The Civil Liberties Act of 1988, 50 U.S.C. App. § 1989, as amended, was enacted by the United States Congress to: acknowledge the fundamental injustice of the evacuation, relocation, and internment of United States citizens and permanent resident aliens of Japanese ancestry during World War II; apologize on behalf of the people of the United States for the evacuation, relocation, and internment of such citizens and permanent resident aliens; discourage the occurrence of similar injustices and violations of civil liberties in the future; and make more credible and sincere any declaration of concern by the United States over violations of human rights committed by other nations.

This Act, the Civil Liberties Act of 1988, and the Courts have denied redress to Americans who suffered the same harms but whose ethnicity is not Japanese.

This denial is a violation of the constitutional rights of the Americans of European ancestry who were evacuated, relocated, and interned in the United States during World War II. Persons so denied continue to suffer injury to their Fifth Amendment equal protection rights.

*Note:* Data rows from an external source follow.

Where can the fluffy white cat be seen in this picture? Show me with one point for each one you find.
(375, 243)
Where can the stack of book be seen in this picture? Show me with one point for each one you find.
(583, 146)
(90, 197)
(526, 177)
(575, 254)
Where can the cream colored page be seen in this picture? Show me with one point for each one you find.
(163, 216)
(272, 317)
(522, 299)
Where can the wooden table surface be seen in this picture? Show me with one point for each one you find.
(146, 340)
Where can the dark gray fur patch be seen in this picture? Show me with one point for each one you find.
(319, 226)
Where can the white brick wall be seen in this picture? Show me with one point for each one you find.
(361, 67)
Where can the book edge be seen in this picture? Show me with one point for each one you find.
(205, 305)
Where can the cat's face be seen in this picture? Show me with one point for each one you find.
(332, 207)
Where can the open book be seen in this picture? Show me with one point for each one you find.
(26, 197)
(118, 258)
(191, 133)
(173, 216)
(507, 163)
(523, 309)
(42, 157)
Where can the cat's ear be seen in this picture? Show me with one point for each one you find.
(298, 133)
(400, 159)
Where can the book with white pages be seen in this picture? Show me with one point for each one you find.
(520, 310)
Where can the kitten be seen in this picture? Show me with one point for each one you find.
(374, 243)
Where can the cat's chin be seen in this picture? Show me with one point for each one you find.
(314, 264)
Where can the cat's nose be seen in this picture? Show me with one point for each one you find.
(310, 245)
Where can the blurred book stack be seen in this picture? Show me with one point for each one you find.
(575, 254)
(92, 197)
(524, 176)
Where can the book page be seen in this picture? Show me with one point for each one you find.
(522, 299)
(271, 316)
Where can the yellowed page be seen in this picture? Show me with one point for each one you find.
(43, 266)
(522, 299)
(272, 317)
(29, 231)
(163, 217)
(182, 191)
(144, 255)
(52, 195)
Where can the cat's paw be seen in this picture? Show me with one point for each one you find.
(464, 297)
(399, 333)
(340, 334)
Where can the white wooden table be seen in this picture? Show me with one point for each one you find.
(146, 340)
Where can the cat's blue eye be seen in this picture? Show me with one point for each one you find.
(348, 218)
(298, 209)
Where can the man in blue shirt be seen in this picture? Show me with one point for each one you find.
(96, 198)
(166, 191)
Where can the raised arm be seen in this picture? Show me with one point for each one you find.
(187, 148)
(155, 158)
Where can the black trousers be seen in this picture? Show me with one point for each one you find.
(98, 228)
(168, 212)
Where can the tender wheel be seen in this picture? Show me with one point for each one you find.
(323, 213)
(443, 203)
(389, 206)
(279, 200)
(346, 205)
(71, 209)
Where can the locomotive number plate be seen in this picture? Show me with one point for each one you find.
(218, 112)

Unbeknownst to many researchers, historians, or legal scholars is the fact that in 1993 the Office of Redress Administration (ORA) of the Department of Justice made at least 75 exceptions to this law for persons of Japanese ancestry who entered camps voluntarily, that is to say these 75 persons were not forcibly interned. The ORA "declared that the claimants were eligible for payment on the basis that their liberty had been unlawfully constrained. It ruled that despite their voluntary entry into the camps, the claimants were not free to leave without written permission, and, therefore, that they were eligible for compensation under the Civil Liberties Act of 1988....'They were clearly denied their liberty,' said James P. Turner, Acting Assistant Attorney General of the Civil Rights Division." The ORA two page press release on this matter may read at ORA Press Release Editors note: The Americans of European ancestry who entered camps voluntarily were also unlawfully restrained.